# 📊 Notebook 01: Import and Inspect Data

## Your First Look at Movie Reviews

This notebook introduces you to the dataset that will power your entire NLP learning journey. We'll load the IMDB movie reviews and understand their structure before diving into preprocessing.


## 🧠 Concept Primer: Why Data Inspection Matters

### What We're Doing
Loading and exploring the IMDB movie reviews dataset to understand its structure, distribution, and characteristics before building our models.
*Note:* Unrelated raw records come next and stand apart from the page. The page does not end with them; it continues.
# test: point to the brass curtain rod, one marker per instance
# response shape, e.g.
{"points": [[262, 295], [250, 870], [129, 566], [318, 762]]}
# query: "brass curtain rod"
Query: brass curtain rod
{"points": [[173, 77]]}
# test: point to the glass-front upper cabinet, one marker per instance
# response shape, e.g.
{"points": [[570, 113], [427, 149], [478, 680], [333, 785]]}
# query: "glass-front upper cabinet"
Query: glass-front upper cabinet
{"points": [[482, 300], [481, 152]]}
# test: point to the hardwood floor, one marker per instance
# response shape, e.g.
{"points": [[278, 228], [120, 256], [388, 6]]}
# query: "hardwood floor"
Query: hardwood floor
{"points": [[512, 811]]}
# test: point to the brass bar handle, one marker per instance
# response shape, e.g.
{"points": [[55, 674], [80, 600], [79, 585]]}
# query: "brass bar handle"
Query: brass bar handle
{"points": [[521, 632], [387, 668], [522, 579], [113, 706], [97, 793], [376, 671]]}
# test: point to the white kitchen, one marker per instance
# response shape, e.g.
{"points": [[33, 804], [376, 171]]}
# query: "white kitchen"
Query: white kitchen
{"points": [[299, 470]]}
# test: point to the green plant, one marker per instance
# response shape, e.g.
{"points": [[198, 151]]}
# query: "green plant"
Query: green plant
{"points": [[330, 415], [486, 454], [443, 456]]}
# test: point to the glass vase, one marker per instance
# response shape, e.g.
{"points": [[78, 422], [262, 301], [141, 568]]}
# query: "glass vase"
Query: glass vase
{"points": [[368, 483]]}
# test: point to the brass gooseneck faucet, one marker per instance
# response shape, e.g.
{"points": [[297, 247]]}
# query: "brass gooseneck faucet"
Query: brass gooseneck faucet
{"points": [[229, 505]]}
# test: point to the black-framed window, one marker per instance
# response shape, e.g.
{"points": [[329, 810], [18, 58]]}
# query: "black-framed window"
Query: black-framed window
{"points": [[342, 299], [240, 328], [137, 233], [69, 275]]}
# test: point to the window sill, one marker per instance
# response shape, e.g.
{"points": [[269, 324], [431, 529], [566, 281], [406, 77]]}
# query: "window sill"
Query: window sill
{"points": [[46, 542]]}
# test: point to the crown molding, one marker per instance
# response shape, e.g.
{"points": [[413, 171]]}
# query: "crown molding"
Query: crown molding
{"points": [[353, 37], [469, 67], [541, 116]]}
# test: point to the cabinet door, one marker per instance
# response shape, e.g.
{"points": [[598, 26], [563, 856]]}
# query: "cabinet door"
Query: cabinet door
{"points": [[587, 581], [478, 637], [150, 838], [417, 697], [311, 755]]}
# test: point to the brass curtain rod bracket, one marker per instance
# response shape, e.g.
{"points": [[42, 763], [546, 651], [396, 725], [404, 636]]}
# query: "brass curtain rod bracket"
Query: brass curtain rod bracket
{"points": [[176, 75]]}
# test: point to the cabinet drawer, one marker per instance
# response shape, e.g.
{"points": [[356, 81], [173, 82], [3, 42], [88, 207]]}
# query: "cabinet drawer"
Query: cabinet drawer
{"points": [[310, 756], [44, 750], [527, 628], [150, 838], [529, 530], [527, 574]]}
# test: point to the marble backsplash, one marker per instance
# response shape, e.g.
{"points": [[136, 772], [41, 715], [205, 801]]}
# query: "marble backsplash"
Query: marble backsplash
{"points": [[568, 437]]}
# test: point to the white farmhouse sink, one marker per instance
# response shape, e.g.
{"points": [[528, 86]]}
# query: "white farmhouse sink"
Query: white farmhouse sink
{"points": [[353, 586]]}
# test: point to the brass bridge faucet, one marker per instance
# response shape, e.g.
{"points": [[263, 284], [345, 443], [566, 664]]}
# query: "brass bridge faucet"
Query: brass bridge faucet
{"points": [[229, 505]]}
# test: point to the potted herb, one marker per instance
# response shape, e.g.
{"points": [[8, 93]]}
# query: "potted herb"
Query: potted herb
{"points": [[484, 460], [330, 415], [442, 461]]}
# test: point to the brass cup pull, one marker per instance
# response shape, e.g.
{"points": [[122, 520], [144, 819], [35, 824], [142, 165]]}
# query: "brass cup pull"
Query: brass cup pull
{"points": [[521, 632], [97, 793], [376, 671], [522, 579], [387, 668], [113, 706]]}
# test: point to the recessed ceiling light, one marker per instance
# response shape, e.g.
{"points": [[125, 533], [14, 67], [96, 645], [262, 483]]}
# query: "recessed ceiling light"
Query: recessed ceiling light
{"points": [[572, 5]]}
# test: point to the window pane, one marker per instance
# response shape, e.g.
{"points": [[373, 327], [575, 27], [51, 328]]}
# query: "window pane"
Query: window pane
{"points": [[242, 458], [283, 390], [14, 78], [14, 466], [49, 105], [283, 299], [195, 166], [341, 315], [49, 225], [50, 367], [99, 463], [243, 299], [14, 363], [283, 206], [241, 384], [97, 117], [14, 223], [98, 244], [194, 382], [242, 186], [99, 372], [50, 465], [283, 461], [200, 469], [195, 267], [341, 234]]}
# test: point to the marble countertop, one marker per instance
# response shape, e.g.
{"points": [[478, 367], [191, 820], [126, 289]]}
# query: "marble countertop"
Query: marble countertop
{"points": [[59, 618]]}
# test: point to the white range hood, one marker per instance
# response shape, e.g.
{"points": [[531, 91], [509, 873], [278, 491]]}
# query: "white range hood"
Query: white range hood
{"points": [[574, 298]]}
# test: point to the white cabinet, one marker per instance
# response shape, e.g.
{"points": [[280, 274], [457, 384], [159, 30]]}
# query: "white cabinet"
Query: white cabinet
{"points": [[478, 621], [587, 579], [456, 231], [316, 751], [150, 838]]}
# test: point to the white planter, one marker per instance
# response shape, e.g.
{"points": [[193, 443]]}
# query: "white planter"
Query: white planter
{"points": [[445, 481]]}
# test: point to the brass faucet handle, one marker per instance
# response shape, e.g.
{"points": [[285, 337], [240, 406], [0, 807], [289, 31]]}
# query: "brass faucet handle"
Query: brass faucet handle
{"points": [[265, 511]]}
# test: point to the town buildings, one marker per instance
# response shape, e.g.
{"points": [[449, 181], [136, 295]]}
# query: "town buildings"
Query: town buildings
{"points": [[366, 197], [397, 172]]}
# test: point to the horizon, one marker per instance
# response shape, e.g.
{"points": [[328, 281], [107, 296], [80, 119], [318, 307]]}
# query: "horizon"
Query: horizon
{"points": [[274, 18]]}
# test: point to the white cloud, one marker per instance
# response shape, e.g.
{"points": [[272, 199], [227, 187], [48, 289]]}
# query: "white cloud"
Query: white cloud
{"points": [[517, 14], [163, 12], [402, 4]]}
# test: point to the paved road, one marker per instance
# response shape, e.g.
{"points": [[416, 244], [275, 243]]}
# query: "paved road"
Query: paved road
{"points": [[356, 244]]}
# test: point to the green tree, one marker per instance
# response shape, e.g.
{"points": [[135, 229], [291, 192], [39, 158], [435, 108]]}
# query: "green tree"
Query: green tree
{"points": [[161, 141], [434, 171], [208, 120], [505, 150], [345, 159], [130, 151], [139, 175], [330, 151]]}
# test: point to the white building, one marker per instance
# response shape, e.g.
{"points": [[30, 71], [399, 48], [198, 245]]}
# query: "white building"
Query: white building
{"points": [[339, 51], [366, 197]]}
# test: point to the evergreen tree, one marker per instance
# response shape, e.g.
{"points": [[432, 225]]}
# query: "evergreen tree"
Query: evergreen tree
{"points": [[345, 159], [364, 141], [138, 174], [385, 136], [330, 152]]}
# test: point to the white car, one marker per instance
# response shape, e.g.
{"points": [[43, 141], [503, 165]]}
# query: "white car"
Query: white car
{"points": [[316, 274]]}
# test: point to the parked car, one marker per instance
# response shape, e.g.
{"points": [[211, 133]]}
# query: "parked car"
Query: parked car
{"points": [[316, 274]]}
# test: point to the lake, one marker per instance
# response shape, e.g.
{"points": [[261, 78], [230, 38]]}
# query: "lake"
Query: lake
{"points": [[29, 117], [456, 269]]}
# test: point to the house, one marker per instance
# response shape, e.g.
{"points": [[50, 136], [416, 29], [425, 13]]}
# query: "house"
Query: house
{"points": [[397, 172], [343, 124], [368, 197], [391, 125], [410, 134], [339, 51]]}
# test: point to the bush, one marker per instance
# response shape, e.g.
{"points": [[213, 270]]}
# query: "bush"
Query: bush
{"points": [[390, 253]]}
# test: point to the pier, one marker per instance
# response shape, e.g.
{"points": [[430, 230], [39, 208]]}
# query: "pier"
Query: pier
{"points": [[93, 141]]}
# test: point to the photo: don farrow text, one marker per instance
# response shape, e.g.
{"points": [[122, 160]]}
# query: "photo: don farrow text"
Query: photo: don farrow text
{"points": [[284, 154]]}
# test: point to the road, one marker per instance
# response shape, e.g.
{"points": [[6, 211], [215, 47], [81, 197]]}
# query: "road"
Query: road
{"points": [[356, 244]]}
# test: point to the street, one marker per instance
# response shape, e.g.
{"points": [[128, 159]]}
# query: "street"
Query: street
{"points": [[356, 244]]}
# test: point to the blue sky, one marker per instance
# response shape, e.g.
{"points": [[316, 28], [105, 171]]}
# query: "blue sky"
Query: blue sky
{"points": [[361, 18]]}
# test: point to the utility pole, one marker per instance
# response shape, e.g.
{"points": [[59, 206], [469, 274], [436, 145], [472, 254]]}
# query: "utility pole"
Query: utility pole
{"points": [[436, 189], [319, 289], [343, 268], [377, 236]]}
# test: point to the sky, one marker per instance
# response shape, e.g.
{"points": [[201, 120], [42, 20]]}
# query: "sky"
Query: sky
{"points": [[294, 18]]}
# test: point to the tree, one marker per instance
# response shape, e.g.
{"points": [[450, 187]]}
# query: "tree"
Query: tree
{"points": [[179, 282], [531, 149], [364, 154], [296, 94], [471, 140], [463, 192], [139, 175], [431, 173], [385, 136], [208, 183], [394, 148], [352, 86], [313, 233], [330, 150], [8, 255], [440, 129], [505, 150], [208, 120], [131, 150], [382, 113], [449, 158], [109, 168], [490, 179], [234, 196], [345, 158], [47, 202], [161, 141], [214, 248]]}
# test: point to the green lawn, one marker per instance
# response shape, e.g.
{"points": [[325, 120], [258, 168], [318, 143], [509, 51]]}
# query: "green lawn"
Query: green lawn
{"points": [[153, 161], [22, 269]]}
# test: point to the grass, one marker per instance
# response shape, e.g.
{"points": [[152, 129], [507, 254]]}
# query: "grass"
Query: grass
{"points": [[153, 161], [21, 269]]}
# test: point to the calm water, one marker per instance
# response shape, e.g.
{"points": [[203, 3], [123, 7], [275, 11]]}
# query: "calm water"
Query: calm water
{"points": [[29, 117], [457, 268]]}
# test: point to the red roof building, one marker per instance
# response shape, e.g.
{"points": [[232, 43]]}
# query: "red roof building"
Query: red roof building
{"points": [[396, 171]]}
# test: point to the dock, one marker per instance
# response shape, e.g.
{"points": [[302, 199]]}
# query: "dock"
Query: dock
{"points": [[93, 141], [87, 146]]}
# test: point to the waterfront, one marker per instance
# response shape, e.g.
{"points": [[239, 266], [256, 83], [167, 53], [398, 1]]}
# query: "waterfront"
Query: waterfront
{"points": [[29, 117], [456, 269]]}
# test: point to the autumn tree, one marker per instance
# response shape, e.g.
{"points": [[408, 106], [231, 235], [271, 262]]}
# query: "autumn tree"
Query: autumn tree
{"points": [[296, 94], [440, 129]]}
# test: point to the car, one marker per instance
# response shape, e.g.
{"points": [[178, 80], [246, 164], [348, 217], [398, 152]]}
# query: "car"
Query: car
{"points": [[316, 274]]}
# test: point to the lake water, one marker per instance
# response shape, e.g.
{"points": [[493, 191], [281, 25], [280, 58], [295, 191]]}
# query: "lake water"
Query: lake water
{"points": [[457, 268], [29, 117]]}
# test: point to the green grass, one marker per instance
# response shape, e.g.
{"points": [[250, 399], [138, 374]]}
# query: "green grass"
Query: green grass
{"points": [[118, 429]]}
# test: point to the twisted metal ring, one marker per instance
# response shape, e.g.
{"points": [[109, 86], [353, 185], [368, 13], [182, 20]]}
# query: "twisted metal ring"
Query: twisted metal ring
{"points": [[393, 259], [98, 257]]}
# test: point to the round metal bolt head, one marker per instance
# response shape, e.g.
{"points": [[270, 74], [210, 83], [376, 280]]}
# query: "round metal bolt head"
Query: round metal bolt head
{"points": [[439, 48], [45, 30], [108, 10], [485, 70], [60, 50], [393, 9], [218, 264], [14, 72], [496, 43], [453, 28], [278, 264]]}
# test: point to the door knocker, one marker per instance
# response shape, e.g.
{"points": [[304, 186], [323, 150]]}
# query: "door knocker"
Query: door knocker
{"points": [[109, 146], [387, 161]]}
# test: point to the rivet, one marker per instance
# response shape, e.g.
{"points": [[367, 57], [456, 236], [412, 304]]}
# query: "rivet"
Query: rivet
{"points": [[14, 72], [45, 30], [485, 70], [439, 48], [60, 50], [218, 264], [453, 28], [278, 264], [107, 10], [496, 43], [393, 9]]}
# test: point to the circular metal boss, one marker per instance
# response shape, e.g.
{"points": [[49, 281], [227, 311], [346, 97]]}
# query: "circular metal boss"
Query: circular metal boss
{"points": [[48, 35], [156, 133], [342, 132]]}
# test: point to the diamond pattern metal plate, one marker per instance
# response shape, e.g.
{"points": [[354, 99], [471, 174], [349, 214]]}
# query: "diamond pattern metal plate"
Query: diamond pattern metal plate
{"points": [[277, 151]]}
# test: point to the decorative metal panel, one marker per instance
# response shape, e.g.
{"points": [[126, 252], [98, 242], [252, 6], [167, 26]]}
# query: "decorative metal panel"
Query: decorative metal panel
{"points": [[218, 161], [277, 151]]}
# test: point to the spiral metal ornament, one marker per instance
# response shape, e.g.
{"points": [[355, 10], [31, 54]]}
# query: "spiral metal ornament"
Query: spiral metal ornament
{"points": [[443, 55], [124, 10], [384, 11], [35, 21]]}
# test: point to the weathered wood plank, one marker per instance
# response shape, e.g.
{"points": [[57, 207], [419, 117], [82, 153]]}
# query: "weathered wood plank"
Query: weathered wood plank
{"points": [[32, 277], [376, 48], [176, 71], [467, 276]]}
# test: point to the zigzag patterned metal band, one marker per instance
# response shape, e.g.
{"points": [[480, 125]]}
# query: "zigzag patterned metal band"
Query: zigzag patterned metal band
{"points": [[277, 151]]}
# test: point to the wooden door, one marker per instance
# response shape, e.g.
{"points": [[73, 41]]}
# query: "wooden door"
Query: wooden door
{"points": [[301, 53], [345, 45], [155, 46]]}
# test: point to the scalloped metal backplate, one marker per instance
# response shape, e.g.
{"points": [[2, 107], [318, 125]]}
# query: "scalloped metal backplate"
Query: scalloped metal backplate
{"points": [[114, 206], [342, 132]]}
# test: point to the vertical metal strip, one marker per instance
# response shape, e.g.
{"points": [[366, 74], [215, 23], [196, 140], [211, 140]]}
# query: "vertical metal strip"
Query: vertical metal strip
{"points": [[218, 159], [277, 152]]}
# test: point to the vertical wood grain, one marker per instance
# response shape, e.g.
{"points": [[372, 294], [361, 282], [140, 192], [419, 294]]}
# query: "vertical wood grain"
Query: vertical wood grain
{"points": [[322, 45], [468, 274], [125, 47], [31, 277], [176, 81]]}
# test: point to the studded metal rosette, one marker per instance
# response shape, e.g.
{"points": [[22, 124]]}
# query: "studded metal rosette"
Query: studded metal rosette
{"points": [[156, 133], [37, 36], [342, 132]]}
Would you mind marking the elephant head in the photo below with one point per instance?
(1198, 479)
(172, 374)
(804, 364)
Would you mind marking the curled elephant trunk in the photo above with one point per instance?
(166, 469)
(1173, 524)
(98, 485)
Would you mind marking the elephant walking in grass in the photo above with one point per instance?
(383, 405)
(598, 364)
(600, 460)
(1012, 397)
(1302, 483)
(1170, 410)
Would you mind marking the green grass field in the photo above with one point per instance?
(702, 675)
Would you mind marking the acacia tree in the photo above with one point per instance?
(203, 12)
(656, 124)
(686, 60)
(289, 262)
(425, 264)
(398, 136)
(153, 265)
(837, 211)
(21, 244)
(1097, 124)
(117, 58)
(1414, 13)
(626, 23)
### Why This Step is Critical
**Data inspection prevents downstream bugs.** Common issues caught early:
- **Missing values** that would break tokenization
- **Label inconsistencies** that would confuse the model
- **Imbalanced classes** that would bias predictions
- **Encoding issues** that would cause training failures

### What We'll Discover
- **Schema**: What columns exist and their data types
- **Distribution**: How many examples per class
- **Content**: Sample reviews to understand the text quality
- **Target variable**: The aspect labels we're trying to predict

### How It Maps to Our Pipeline
This inspection directly informs:
- **Vocabulary size decisions** (notebook 03)
- **Padding length choices** (notebook 04) 
- **Model architecture** (number of output classes)
- **Evaluation strategy** (handling class imbalance)


## 📋 Checklist Objectives

By the end of this notebook, you will have:

- [ ] **Loaded both datasets** (train and test CSVs)
- [ ] **Inspected data schema** (columns, types, shapes)
- [ ] **Analyzed label distributions** (aspect and aspect_encoded counts)
- [ ] **Set up key variables** (`n_aspects` for model architecture)
- [ ] **Understood the data quality** (missing values, sample content)

## ✅ Acceptance Criteria

**You've completed this notebook when:**
- Both DataFrames load without errors
- You can print the schema and basic statistics
- You know how many aspect classes exist (`n_aspects`)
- You understand the distribution of labels in both train and test sets


## 🔧 TODO #1: Load the Datasets

**Task:** Load both train and test CSV files into pandas DataFrames.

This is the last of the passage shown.